Der glückliche Rastlose

taz-Serie „Arbeit ist das halbe Leben“ (Teil 6): Nhoah Hoena ist Chef des Independentlabels r.o.t. Er arbeitet zwar viel, empfindet das aber nicht so. Denn Arbeit bedeutet für ihn oft auch Party machen

VON ANNA MECHLER

„Ich hatte heute Nacht nur vier Stunden Schlaf“, sagt Nhoah Hoena und hält sich die Hand vor den Mund. Das ist typisch für den Chef einer Plattenfirma. Seit 1998 gibt es das Independentlabel r.o.t. (respect or tolerate), das er zusammen mit zwei Freunden gegründet hat. Die drei haben den Laden aufgebaut und es geschafft, das Label über Berlin hinaus bekannt zu machen. Jeder hat zwar einen Aufgabenschwerpunkt, die aber gehen fließend ineinander über. Nhoah – wie er von allen nur genannt wird – bezeichnet sich als musikalischer Produzent und Geschäftsführer.

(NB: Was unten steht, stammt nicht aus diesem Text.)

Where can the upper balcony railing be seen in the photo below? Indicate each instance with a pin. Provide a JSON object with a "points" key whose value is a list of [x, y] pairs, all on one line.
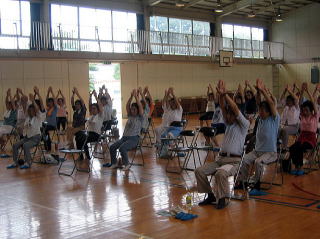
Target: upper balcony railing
{"points": [[43, 36]]}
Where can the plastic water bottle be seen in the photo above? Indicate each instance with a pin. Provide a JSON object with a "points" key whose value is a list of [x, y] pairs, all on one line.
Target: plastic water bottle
{"points": [[189, 201]]}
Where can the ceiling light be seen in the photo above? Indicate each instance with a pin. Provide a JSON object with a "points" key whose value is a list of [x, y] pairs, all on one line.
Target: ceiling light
{"points": [[219, 7], [179, 4], [278, 16], [251, 14]]}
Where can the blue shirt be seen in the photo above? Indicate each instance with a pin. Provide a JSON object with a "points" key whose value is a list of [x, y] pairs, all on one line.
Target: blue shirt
{"points": [[267, 133], [52, 119]]}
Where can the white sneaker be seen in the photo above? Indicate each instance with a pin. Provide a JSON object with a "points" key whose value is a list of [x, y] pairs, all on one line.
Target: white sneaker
{"points": [[127, 167]]}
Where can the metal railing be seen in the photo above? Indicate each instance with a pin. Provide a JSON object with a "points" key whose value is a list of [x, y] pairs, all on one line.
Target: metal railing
{"points": [[97, 39]]}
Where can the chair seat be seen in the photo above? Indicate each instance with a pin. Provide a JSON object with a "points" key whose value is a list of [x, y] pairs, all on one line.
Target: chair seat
{"points": [[180, 149], [72, 151], [207, 148]]}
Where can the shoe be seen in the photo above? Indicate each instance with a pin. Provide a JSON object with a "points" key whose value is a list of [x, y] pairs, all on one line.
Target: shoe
{"points": [[255, 192], [107, 165], [293, 172], [24, 167], [221, 203], [126, 167], [300, 172], [11, 166], [209, 200]]}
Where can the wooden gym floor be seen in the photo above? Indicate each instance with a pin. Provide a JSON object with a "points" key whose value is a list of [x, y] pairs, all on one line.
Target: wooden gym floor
{"points": [[38, 203]]}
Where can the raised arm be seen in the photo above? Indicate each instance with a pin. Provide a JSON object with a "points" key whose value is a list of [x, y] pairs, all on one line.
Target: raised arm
{"points": [[141, 94], [171, 92], [128, 105], [136, 96], [147, 93], [250, 87], [261, 88], [165, 99], [304, 88], [50, 91], [225, 98], [32, 99], [62, 96], [296, 99], [284, 93], [98, 102], [37, 94]]}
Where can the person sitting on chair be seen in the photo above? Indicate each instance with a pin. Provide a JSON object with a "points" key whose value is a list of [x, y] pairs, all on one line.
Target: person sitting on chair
{"points": [[250, 102], [31, 136], [265, 150], [10, 119], [146, 111], [21, 110], [207, 117], [239, 99], [95, 123], [217, 126], [51, 117], [308, 132], [171, 118], [79, 118], [106, 102], [131, 133], [230, 155], [62, 112], [149, 100], [290, 116]]}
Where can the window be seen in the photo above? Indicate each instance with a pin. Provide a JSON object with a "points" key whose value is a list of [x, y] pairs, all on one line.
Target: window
{"points": [[245, 41], [176, 25], [64, 20], [94, 23], [13, 13], [201, 28]]}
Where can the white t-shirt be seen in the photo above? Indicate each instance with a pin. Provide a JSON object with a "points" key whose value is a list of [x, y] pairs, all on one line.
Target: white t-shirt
{"points": [[21, 116], [107, 111], [217, 116], [170, 115], [95, 123], [32, 126], [210, 106], [290, 115]]}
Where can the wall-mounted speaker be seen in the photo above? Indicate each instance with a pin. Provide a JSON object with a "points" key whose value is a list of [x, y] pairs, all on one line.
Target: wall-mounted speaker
{"points": [[315, 75]]}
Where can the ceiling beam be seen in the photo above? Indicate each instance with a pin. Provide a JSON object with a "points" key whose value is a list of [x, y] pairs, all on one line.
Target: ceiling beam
{"points": [[237, 6], [192, 3], [154, 2]]}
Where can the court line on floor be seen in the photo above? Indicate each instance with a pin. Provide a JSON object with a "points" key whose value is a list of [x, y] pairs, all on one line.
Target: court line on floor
{"points": [[78, 217], [286, 205]]}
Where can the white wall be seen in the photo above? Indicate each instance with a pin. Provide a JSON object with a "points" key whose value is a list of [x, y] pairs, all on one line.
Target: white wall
{"points": [[26, 74], [300, 31], [295, 73], [188, 79]]}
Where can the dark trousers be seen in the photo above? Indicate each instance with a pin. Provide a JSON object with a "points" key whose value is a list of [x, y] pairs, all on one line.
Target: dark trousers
{"points": [[81, 139], [61, 121], [296, 152], [47, 139]]}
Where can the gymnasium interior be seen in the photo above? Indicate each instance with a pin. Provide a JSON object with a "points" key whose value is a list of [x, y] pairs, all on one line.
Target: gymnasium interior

Vieles lässt sich mit ihm und seinen Geschäftspartnern nur am Abend bei einem Glas Wein klären. „Die besten Kontakte bekommt man beim Ausgehen. Da lernt man die Menschen erst auf einer persönlichen Ebene kennen und später dann auf der geschäftlichen“, berichtet der 43-Jährige. 90 Prozent der Leute, mit denen Nhoah zusammenarbeitet, habe er zunächst privat kennen gelernt. Dafür investiert er viel Energie, und das gerne: solange sich die Arbeit nur nicht wie Arbeit anfühlt. Die Steuererklärung oder Verträge lesen bedeutet für ihn puren Stress, während er – zumindest eigener Aussage zufolge – stundenlang Party machen kann, immer in der Hoffnung auf gute neue Kontakte. Man könnte den schlanken Mann mit den lockigen Haaren also als Workaholic bezeichnen. Er betont, dass ihm seine Arbeit selten als solche vorkommt.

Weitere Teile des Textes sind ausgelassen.